Arabic machine translation


(Fodil B) #1

Hello sir,

I m generating a translation model between Arabizi (arabic dialecte written in latin script ) and arabic . the probleme is that i am getting a blue score of 0.0 . i don’t know if OpenNMT support arabic lenguage or not !! please could someone help.


(Guillaume Klein) #2

Hi,

OpenNMT works with any unicode languages. If you describe your data preparation and training process, people may be able to assist you.


(Fodil B) #3

Hello , i have a dataset of 3000 sentence , i am using the quistart : here it the configuration i am using
for preprocessing :
th preprocess.lua -train_src data/src-train.tok -train_tgt data/tgt-train.tok -valid_src data/src-val.tok -valid_tgt data/tgt-val.tok -save_data data/demo

For training:
th train.lua -encoder_type brnn -global_attention dot -max_batch_size 64 -data data/demo-train.t7 -save_model model_trans/demo-model


(Guillaume Klein) #4

Sorry, 3000 sentences is usually not enough to train a NMT system.

If possible, you should try with a couple hundred thousand sentences to start getting good result.


(Mohamed Hady) #5

Hello everyone, I start to use OpenNMT to translate English-to-Arabic datasets but results were so bad and pred-scores were always negative, so please could you help me to know the best ways to prepare the corpus before start to processes and train the MT or understand the way OpenNMT use while processes and train using Arabic corpus.


(Guillaume Klein) #6

How many data did you use for the training? How did you prepare your data so far?


(Mohamed Hady) #7

It’s about 14219 sentences
first I Remove Invalid Characters
then Remove Redundancy
then I start to clear the files through :
1- I put spaces before and after words that have the special character ‘&’, whether the character has a space after it or not.
2- Replace full stops/periods at the end of each line with space + full stop/period, remove Not Used words (i.e. identical lines) and remove the space created previously (trims the two lines) before words that have ‘&‘ character.
3- Replaces numbers with ##NUM##.
4- Puts spaces around numbers and removes redundant spaces
5- Puts spaces around foreign sequences/ “not-target” characters found in the target file
6- Remove the unwanted spaces before/after a sentence
7- Insert spaces before and after some Predefined special characters
8- Remove the unwanted spaces before/after a sentence
Then after cleaning I start to generate a suggested abbreviation lists for both source and target files in the corpus. According to ONE criterion.The two output files are then revised by linguists.
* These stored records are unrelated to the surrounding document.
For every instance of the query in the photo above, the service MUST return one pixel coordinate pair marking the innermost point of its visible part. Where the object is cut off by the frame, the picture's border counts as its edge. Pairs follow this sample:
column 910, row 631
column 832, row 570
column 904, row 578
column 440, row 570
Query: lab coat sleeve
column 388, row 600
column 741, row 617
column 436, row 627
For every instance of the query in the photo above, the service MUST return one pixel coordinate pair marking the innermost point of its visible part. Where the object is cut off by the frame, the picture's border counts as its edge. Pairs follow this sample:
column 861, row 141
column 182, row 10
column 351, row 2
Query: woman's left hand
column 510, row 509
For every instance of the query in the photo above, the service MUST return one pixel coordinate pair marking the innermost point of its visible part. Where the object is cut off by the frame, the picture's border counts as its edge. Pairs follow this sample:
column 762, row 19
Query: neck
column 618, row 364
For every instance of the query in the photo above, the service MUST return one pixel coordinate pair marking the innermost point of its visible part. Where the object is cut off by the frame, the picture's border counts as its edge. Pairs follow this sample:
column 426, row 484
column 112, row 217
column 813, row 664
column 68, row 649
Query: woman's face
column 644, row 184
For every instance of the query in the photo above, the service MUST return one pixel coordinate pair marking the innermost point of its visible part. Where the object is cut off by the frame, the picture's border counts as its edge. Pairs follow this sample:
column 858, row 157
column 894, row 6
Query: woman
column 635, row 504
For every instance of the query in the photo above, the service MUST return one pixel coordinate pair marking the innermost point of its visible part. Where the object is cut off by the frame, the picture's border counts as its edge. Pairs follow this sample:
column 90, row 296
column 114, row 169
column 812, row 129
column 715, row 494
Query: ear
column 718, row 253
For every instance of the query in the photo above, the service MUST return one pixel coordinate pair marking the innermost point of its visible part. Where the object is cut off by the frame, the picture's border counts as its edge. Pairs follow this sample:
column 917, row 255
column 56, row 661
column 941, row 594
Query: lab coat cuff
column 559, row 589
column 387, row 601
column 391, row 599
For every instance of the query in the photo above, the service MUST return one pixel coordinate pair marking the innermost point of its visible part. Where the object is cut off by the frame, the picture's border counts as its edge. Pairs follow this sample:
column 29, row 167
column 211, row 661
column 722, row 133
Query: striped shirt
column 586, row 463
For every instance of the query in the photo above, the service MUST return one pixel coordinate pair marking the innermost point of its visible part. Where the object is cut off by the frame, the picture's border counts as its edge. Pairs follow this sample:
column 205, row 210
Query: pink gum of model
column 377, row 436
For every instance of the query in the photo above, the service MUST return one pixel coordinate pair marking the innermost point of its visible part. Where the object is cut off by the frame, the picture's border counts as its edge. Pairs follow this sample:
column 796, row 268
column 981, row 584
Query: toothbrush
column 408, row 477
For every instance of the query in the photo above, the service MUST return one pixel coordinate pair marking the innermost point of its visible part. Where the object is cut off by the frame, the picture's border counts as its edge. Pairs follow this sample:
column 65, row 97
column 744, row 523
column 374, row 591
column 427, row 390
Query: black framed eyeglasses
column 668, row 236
Then I start segmentation (Convert Lines into Segments ) by converting paragraphs into segments through :
1- Remove the dot in the end of a paragraph/line.
2- Generates lots of empty line
Then I Filter Segments (not sentences) by :
1- Remove empty lines.
2- Put spaces between special characters if they are in the middle of the sentence, or put a space
after it if the special character starts the sentence.

Then I clean the test set (put a white space before a full stop, remove the unwanted spaces in any sentence and in the whole file and put white spaces before and after the special characters like ‘!’) and replace number with the tag ##NUM## reserving the index of each number in the file.


(Mohamed Hady) #8

Here is two screenshots for both source and target files after my preparation and before I run the files on openNMT tool.


(Mohamed Hady) #9


(Guillaume Klein) #10

This is the same issue as the original poster, 14219 sentences is usually not enough to train a NMT system.